The MRI data for 1,054 HCP subjects were collected using a 3T Siemens Connectome Skyra scanner (Siemens AG, Erlanger, Germany), with a customized SC72 gradient insert and a 32‐channel head coil. High‐resolution T1‐weighted structural images had been acquired with a resolution of 0.7 mm3 isotropic (field of view = 224 × 240, matrix = 320 × 320, 256 sagittal slices, repetition time = 2,400 ms, inversion time = 1,000 ms, and echo time = 2.14 ms). Morphometric analyses had been carried out using software HCP pipeline (https://github.com/Washington-University/HCPpipelines) with a standard preprocessing step (Glasser et al., 2013). Desikan_Killiany atlas had been used to extract the quantitative cortical volume, surface area, and thickness (Desikan et al., 2006). A total of 218 IDPs were initially selected for this study, including 14 IDPs for subcortical volume, 68 for cortical surface area, cortical volume, and cortical thickness, respectively. All the IDPs were downloaded directly from the website (https://db.humanconnectome.org/data/projects/HCP_1200).

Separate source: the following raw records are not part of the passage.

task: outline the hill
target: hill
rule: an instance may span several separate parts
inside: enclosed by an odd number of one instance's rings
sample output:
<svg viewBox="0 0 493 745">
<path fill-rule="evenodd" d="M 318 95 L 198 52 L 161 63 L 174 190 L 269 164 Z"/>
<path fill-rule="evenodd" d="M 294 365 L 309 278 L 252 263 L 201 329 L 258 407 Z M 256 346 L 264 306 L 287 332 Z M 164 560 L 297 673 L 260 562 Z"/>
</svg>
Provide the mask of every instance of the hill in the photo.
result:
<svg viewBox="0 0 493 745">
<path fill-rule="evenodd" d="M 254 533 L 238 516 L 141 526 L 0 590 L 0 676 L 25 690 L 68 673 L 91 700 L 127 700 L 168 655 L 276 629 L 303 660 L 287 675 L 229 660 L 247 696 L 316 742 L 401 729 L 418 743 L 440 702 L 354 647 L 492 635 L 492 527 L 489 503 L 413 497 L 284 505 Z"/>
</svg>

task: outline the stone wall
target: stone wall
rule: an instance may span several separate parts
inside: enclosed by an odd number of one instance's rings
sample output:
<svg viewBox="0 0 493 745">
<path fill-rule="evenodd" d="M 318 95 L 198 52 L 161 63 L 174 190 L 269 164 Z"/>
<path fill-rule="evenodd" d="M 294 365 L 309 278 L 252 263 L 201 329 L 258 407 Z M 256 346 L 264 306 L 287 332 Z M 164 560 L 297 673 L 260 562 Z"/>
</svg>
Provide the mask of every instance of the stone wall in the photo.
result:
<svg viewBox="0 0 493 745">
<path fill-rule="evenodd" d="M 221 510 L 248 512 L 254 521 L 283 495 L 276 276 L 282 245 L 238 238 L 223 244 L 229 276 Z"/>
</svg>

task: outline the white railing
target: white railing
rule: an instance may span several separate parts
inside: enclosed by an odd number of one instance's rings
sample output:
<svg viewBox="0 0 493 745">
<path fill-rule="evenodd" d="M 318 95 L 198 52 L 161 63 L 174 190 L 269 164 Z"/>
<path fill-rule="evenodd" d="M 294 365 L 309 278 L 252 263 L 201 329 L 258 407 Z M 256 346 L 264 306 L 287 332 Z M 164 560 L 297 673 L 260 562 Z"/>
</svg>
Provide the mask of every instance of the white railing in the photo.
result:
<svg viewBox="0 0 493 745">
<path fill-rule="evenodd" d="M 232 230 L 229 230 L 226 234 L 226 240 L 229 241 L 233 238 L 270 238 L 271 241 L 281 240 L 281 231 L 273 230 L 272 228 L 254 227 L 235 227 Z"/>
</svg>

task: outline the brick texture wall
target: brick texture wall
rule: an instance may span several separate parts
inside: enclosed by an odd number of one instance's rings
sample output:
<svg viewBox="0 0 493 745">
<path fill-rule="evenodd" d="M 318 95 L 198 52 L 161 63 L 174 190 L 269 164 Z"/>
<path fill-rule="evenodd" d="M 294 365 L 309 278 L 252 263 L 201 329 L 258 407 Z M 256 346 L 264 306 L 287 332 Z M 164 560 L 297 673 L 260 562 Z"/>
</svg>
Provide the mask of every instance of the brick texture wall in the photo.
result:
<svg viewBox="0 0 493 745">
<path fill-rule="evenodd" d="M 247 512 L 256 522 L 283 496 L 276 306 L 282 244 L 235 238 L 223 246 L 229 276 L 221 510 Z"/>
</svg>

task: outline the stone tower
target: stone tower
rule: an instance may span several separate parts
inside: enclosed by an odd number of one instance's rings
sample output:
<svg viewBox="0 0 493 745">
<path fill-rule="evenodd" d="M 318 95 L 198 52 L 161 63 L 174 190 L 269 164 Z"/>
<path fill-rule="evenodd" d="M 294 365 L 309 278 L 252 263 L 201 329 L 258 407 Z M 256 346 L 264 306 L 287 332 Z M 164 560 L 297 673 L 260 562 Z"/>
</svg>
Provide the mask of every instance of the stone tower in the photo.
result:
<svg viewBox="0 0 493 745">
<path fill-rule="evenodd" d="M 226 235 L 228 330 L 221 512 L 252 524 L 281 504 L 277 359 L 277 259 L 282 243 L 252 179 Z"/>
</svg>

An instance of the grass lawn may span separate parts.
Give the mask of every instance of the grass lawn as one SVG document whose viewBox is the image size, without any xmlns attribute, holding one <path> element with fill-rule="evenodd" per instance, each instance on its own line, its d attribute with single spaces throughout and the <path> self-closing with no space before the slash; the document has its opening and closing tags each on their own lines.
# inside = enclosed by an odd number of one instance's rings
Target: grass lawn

WM performance was evaluated using a 2‐back task paradigm in which participants were presented with blocks of pictures that consisted of tools or faces. Participants were instructed to press their right index finger if the current image matches the one presented two before (2‐Back) and press the right middle finger if not. In the present study, we used 2‐back accuracy to represent WM performance, and 1,025 HCP subjects had valid WM data.

UK biobank dataset

Another dataset used was the imaging genetic GWAS summary data from UKB released in early 2020 (https://open.win.ox.ac.uk/ukbiobank/big40/). We use the most recent release version, which included the GWAS summary statistics of 22,138 discovery and 11,086 replication subjects (Alfaro‐Almagro et al., 2018; Smith et al., 2020). The process details of population selection, genotype quality control and imputation, and GWAS calculation were provided in Elliott's study (Elliott et al., 2018). For the UKB image data processing, an automated image processing pipeline was used to eliminate artifacts and to make images comparable across modalities and participants; it also generated thousands of IDPs. The genome‐wide genotype data were collected using specially designed genotyping arrays that consist of approximately 96 million genetic variants from nearly 500,000 participants. A custom quality control (QC), staging, and imputation pipeline was developed to address the challenges specific to the UKB experimental design, scale, and diversity (Bycroft et al., 2018). We only downloaded the UKB 33 k discovery + validation GWAS summary statistics with IDPs matching the HCP dataset for the latter analysis. Since the UKB GWAS summary data did not provide the cortical metric for the temporal pole (6 IDPs), we finally included 212 IDPs for later analysis. This work was approved by the ethics committee of Tianjin Medical University General Hospital.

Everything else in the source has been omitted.